18 「だから、種を蒔く人のたとえを聞きなさい。

19 誰でも御国の言葉を聞いて悟らなければ、悪い者が来て、心の中に蒔かれたものを奪い取る。道端に蒔かれたものとは、こういう人である。

20 石だらけの所にまかれたものとは、御言葉を聞いて、すぐ喜んで受け入れるが、

21 自分には根がないので、しばらくは続いても、御言葉のために艱難や迫害が起こると、すぐにつまづいてしまう人である。

22 茨の中に蒔かれたものとは、御言葉を聞くが、世の思い煩いや富の誘惑が御言葉を覆いふさいで、実らない人である。

23 良い土地に蒔かれたものとは、御言葉を聞いて悟る人であり、あるものは百倍、あるものは六十倍、あるものは三十倍の実を結ぶのである。」

24 イエスは、別のたとえを持ち出して言われた。「天の国は次のようにたとえられる。ある人が良い種を畑に蒔いた。

25 人々が眠っている間に、敵が来て、麦の中に毒麦を蒔いて行った。

26 芽が出て、実ってみると、毒麦も現れた。

27 僕たちが主人のところに来て言った。『だんなさま、畑には良い種をお蒔きになったではありませんか。どこから毒麦が入ったのでしょう。』

28 主人は『敵の仕業だ』と言った。そこで、僕たちが、『では、行って抜き集めておきましょうか』というと、

29 主人は言った。『いや、毒麦を集めるとき、麦まで一緒に抜くかもしれない。

30 刈り入れまで、両方とも育つままにしておきなさい。刈り入れの時、「まず毒麦を集め、焼くために束にし、麦の方は集めて倉に入れなさい」と、刈り取る者に言いつけよう。』」

 今朝の箇所でマタイ福音書は天の国とは言っても、地上のことを語る。そして、神がご支配する世界はこのようだと言う。この畑は口語訳の聖書で「自分の畑」ということである。このことは大切である。たとえ大きな畑だろうが、小さな畑だろうが、畑の持ち主は、その畑を一生懸命耕す。そのように神は、信じる者もいれば、信じない者もいる世界を自分の畑であるとおっしゃる。ここに神の愛が示される。この畑はイエス・キリストが十字架にかかり、隣人を愛しなさいと教えられた畑である。コロサイ書に万物は御子によって創られたという言葉、言い換えればそれは、万物は神の愛によって創られたのである。
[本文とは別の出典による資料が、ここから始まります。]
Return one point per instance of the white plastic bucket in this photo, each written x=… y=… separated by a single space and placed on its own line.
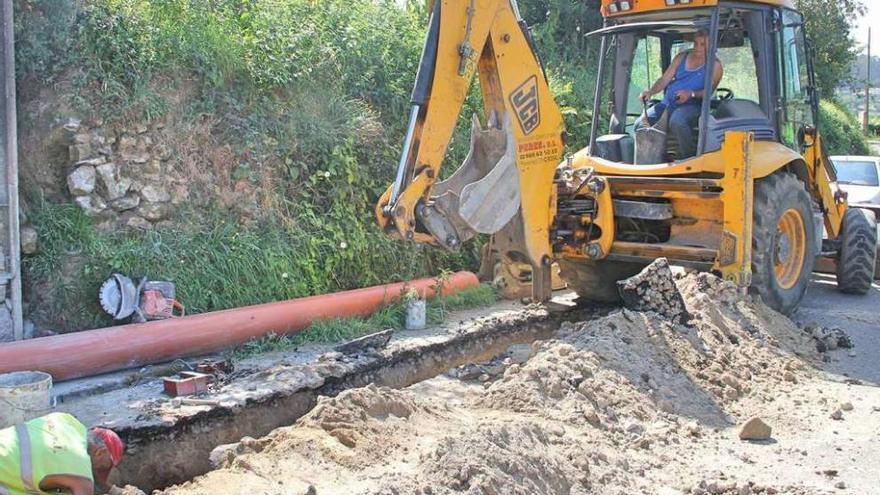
x=416 y=314
x=24 y=395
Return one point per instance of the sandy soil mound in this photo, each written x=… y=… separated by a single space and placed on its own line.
x=628 y=403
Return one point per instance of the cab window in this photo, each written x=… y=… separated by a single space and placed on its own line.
x=795 y=80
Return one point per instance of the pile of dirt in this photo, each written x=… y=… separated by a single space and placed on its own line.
x=617 y=405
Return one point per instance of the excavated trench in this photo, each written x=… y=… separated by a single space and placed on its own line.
x=159 y=456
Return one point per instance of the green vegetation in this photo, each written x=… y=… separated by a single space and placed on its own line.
x=222 y=265
x=390 y=316
x=829 y=25
x=841 y=131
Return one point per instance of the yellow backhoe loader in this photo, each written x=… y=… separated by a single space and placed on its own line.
x=756 y=204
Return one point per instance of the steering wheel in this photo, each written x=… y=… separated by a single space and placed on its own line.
x=724 y=94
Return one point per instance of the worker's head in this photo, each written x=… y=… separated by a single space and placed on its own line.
x=105 y=450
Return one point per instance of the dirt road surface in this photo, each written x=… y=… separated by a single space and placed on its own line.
x=630 y=403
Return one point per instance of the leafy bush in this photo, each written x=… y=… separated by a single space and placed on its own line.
x=223 y=264
x=840 y=130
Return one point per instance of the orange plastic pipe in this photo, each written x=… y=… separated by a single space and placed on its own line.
x=92 y=352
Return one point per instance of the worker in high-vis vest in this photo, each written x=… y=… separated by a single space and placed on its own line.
x=56 y=454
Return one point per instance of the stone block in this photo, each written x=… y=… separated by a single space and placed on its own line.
x=152 y=167
x=114 y=187
x=127 y=202
x=155 y=194
x=92 y=205
x=94 y=162
x=138 y=223
x=153 y=211
x=80 y=152
x=127 y=145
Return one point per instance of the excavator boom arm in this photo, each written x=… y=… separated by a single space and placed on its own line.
x=506 y=183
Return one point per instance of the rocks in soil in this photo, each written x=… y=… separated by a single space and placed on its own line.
x=829 y=339
x=654 y=289
x=512 y=358
x=755 y=429
x=376 y=340
x=596 y=410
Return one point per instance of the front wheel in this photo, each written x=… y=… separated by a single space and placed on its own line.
x=858 y=251
x=783 y=241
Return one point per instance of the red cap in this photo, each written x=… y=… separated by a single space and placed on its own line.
x=113 y=442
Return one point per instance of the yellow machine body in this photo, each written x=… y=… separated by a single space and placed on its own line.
x=710 y=198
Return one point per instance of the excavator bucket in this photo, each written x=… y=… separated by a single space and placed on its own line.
x=483 y=195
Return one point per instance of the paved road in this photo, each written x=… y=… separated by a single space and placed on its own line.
x=859 y=316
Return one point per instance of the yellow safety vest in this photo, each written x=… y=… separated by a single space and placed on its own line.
x=29 y=452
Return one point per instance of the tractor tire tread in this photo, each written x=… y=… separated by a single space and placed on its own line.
x=858 y=252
 これに続き、畑に毒麦が蒔かれたことが書かれ善である神が創った世界に、いつ悪が入り込んだのかという、私達の人生の謎を示す。この譬えはこの問いに対して明確に二つのことを示す。一つは、それは「敵意を持った者の仕業である」という自分を誇り、神を蔑ろにする私たちの中にある罪の姿。もう一つは、「眠っている間に」という私達が自己の欲求を夢中になって追及している間を示す。私たちはこのような姿にあきらめる必要はない。それはこの世界は神の畑であるからである。

主人が「僕たちに今は毒麦を抜くな」と水を差す姿、それは忍耐の姿であり愛がある。主イエスは私たちの決断を待っておられる。僕達が見せた英雄意識ではなく、私たちの罪を背負い、それを解決してくださった神に感謝し、悔い改め、人に仕えて生きる決断をするという事である。これらは単に受身で成されることではなく、恵みにより、私達の生活の中で神の愛を表現する事、真に人間らしく人間として生きる事によってなされる。これらの中にキリストの愛を豊かに感じ、希望に満ちて歩んでいきたい。